Licensed under the Apache License, Version 2.0 (the "License");

In [1]:
# Licensed under the Apache License, Version 2.0 (the "License");
# you may not use this file except in compliance with the License.
# You may obtain a copy of the License at
#
# https://www.apache.org/licenses/LICENSE-2.0
#
# Unless required by applicable law or agreed to in writing, software
# distributed under the License is distributed on an "AS IS" BASIS,
# WITHOUT WARRANTIES OR CONDITIONS OF ANY KIND, either express or implied.
# See the License for the specific language governing permissions and
# limitations under the License.

# Compositional Pattern Producing Networks for Feature Visualization

This notebook uses [**Lucid**](https://github.com/tensorflow/lucid) to produce aesthetically pleasing feature visualizations using a [Differentiable Image Parameterization](https://distill.pub/2018/differentiable-parameterizations/#section-xy2rgb) called a **Compositional Pattern Producing Network** (CPPN).
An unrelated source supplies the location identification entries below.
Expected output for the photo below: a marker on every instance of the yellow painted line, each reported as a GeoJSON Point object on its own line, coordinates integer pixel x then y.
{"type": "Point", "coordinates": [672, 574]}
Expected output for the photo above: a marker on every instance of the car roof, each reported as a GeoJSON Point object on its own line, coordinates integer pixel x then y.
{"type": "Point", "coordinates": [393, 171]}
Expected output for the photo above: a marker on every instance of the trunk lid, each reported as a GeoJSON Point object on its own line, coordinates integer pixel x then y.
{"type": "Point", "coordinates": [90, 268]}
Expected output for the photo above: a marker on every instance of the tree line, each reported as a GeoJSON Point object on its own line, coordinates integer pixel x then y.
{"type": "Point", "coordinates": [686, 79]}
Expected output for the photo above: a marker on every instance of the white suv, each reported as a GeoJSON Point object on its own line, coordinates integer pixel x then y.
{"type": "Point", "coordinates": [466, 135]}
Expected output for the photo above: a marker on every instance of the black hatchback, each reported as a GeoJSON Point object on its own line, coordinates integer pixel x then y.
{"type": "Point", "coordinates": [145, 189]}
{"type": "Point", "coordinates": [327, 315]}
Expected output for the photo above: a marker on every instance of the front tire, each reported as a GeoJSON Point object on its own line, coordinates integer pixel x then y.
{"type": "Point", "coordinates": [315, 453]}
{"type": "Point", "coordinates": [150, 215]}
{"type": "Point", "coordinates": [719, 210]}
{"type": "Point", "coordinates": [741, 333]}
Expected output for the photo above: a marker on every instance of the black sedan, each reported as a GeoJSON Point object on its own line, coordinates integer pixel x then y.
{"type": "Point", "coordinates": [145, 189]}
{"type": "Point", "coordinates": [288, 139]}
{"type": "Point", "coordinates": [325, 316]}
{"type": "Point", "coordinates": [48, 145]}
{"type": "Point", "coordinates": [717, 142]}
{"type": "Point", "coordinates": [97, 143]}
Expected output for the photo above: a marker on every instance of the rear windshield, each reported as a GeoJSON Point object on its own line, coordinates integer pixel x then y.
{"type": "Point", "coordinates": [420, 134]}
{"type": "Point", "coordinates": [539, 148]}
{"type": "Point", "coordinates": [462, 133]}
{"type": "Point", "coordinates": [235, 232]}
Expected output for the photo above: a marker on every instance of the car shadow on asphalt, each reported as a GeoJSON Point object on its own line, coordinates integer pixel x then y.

![](https://storage.googleapis.com/tensorflow-lucid/notebooks/xy2rgb/cppn-header.jpg)

This notebook additionally demonstrates:

* rendering videos of the training process of the CPPN generating the visualizations,
* rendering videos of interpolating between sets of learned CPPN parameters
* rendering high resolution visualizations from a set of CPPN parameters.


This notebook doesn't introduce the abstractions behind lucid; you may wish to also read the [Lucid tutorial](https://colab.research.google.com/github/tensorflow/lucid/blob/master/notebooks/tutorial.ipynb).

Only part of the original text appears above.